We can however draw such diagrams for short time intervals in which the traveller’s velocity does not change too much.

And by piecing together such diagrams we can get a picture of what the story looks like in terms of the traveler’s coordinates. (I might call this a “spacetime diagram” from the point of view of the traveler but since it results in a bent world line for the inertial observer it is NOT a spacetime diagram in the conventional sense.)

But note that the resulting picture is NOT a “mirror image” of the diagram drawn in terms of the inertial observer’s coordinates!

Now let’s see in more detail how the above diagram comes about.

For concreteness we might consider the case of a traveller which passes by the Earth at a speed of $0.866c=0.866ly/y$ (which gives a gamma factor of 2) and appears to an Earth-based observer to be subject to a constant acceleration back towards the Earth of $1g=9.8m/s^2=1.03ly/y^2$. This brings the traveller back to pass by the Earth again (at the same speed in the opposite direction) after about  2(0.866)/1.03=1.64 years (ie about 20 months) have passed on Earth. Of course, this scenario of constant acceleration relative to the Earth would, if extended in time, lead to impossible situation of exceeding light speed. So although it might be possible to maintain such a constant Earth-relative acceleration for the duration of the trip it would be more realistic to consider the case of constant acceleration as perceived by the traveler. We’ll look at both cases case for now (and probably just go with whichever turns out to be easier to analyse).

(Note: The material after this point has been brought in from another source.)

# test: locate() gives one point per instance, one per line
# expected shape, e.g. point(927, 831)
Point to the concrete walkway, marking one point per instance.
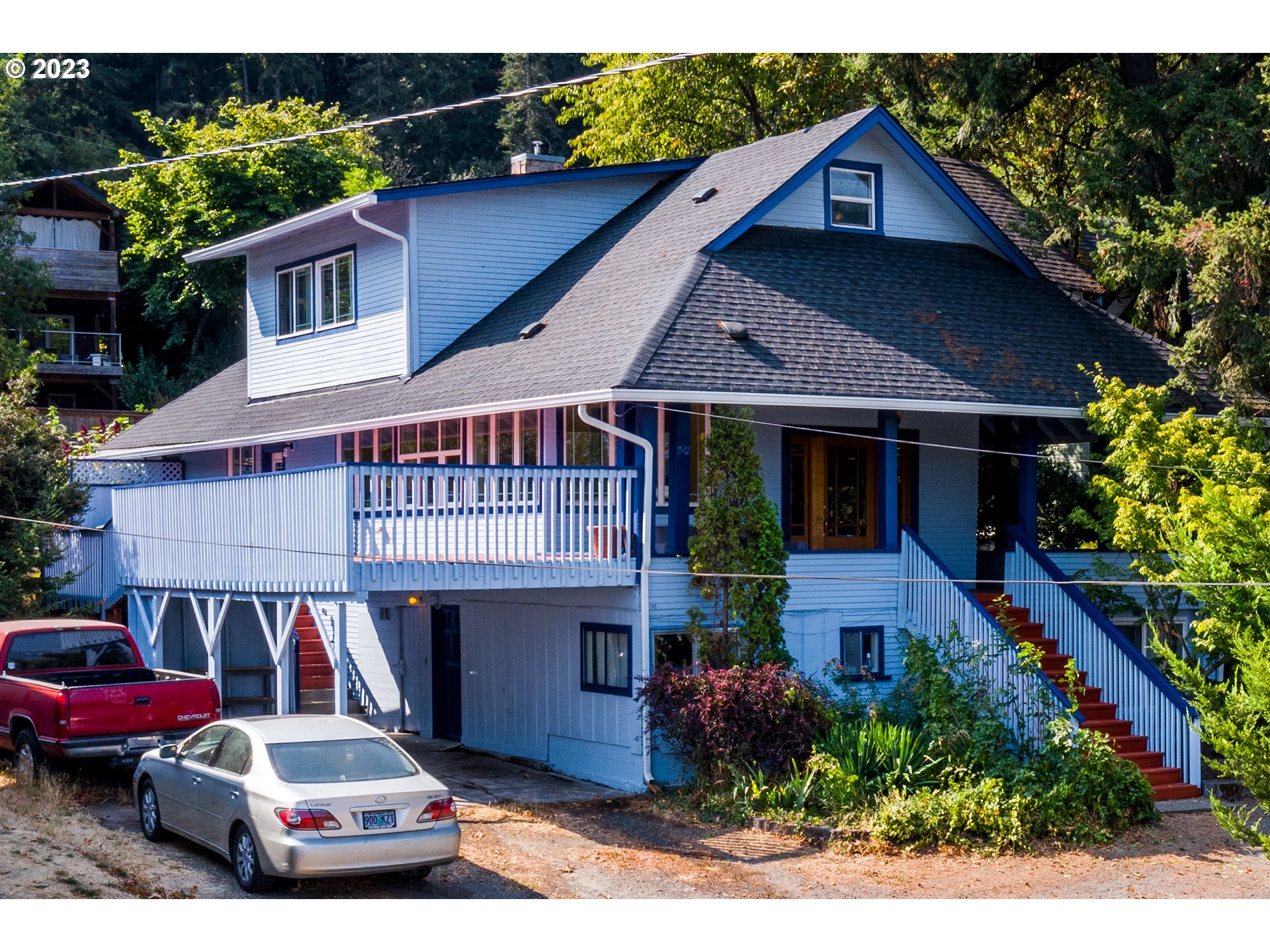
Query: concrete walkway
point(480, 778)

In order to plot the two diagrams above, we’ll consider the situation as seen at several times according to the clock of the observer whose coordinates are being used.

For the Earth-based observer’s view of the situation with constant Earth-based acceleration this is easy as the path of the traveler is defined in terms of Earth-based coordinates. At time t years on the Earth clock the traveler is at a distance, in light years, of $x=0.866t-1/2(1.03)t^2$ – which gives the usual simple parabolic plot.

But to figure out how the Earth’s position $x'$ in traveller-coordinates depends on the traveller’s time $t'$ is a more interesting exercise.

First we note that because of the changing velocity we can’t just apply a single Lorentz transformation. For example at the event whose Earth-based coordinates are $(t,x(t))$, the traveller’s clock appears to the Earth-based observer to be advancing at the rate $1/\gamma=\sqrt{1-v(t)^2}$ where $v(t)=0.866-1.03t$ is the velocity as seen from the Earth at time $t$. So to find the time showing on the traveller’s clock we just have to integrate to get \begin{align}t’&=\int_0^t \sqrt{1-(0.866-1.03\tau)^2}d\tau\\&=-1/1.03 (1/2)(\arcsin(0.866-1.03\tau)\\&+(0.866-1.03\tau)\sqrt{1-(0.866-1.03\tau)^2})|_0^t\end{align}…….

On the other hand, if we are given the acceleration as felt by the spaceship then we can analyse the spaceship’s view as follows:

At a time $t_s$ in the spaceship’s coordinates, if the Earth appears to be at a position relative to the spaceship given by $x_{se}(t_s)$ with its clock showing a time of $t_e(t_s)$ then $\frac{dx_{se}(t_s)}{dt_s}=v_s(t_s)$, and if the spaceship is unaccelerated then at a time $\Delta t_s$ after $t_{s,0}$ the Earth’s new position will be at $x_{se}(t_{s,0})+v_s(t_{s,0})\Delta t_s$, but if the spaceship is feeling an acceleration of $a(t_s)$ the new inertial tangent worldline will be given by $x_s=a(t_{s,0})\Delta t_s(t_s-(t_{s,0}+\Delta t_s))$ and the corresponding simultaneity space will be given by $t_s=t_{s,0}+\Delta t_s+(a(t_{s,0})\Delta t_s)x_s$ so $t_s – t_{s,0}= \Delta t_s+(a(t_{s,0})\Delta t_s)x_s$

which intersects the Earth’s worldline (given by $x_s=x_s(t_{s,0})+v_s(t_{s,0})(t_s – t_{s,0})$ ) at $x_s=x_s(t_{s,0})+v_s(t_{s,0})( \Delta t_s+(a(t_{s,0})\Delta t_s)x_s)$ so $x_s – v_s(t_{s,0})(a(t_{s,0})\Delta t_s)x_s =x_s(t_{s,0})+v_s(t_{s,0})( \Delta t_s)$

so $x_s=\frac{x_s(t_{s,0})+v_s(t_{s,0}) \Delta t_s}{1-v_s(t_{s,0})a(t_{s,0})\Delta t_s}$ , $t_s=\frac{a(t_{s,0})x_s(t_{s,0})}{1-v_s(t_{s,0})a(t_{s,0})\Delta t_s}$.